The operational unifier: "The framework I'm kind of excited about now is SAIL," Evans said. "SAIL is kind of the framework to rule them all because it's an operational framework that uses SDLC, that covers the full spectrum and incorporates the other frameworks. So now, you only need to use SAIL."
But frameworks and tools are useless without skilled operators to wield them. With static defenses now obsolete against polymorphic, AI-driven attacks, Evans argues that team transformation is a non-negotiable. This requires a new baseline of skills, a focus on low-risk technological adoption, and a renewed emphasis on a classic security discipline.
The new skill baseline: "For your teams, they need at least some basic AI training—understanding what GenAI is, the risks," Evans says. "If they're going to use AI defensively, they need prompt engineering skills."
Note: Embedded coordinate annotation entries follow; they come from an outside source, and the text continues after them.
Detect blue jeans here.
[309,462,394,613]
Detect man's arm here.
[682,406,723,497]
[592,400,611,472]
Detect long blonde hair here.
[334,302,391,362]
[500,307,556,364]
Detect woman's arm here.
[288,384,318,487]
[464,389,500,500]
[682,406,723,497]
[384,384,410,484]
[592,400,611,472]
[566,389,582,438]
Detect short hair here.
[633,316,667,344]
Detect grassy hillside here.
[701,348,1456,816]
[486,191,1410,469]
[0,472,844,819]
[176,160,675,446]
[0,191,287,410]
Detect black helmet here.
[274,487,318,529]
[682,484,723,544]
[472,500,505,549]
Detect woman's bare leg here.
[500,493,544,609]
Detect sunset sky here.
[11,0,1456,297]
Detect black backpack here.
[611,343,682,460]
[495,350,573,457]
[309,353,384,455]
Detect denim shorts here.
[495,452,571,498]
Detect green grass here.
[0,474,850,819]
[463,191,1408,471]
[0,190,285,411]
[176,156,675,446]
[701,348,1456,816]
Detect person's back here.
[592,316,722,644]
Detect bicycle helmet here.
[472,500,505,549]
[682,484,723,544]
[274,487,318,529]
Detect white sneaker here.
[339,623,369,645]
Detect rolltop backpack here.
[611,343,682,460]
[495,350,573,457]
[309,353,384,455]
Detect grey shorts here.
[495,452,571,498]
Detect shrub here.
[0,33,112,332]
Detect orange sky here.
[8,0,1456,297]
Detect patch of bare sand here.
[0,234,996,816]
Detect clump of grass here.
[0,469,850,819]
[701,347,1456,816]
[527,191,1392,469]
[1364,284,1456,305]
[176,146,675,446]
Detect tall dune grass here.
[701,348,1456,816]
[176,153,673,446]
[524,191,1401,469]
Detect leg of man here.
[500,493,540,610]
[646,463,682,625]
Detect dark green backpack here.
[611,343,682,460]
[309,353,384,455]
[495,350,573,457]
A low-risk first step: "The AI assistant apps for the SOC are a no-brainer," he notes. "They're low-risk because they're just training off your data, so you're not getting model drift. They're quick to implement, and it's like getting a couple of extra SOC analysts on board overnight."
The human countermeasure: "The best way to counter offensive threats is still old-school threat hunting," he says. "That means having skilled threat hunters working 24/7. Most companies struggle to hire and keep that talent, but you can augment your SOC by contracting with providers that offer it as a service."
In such a high-velocity environment, the goal is not to simply build walls, but to create a system designed to ensnare and neutralize threats as they move. "I don't describe what we do as defense in depth; I describe it more as a spiderweb because we want to make it very difficult for the threat actor to move through to achieve their objective," he states. "We create those different layers by mapping to frameworks like MITRE ATT&CK and MITRE ATLAS."
AI doesn't change what attackers are going to do; they're going to have the same risk and response. What it changes is the speed. They're going to be faster on their end, so now you need to be faster on yours. A lot of AI-enabled defenses are about closing the speed gap to take away the threat actor's advantage.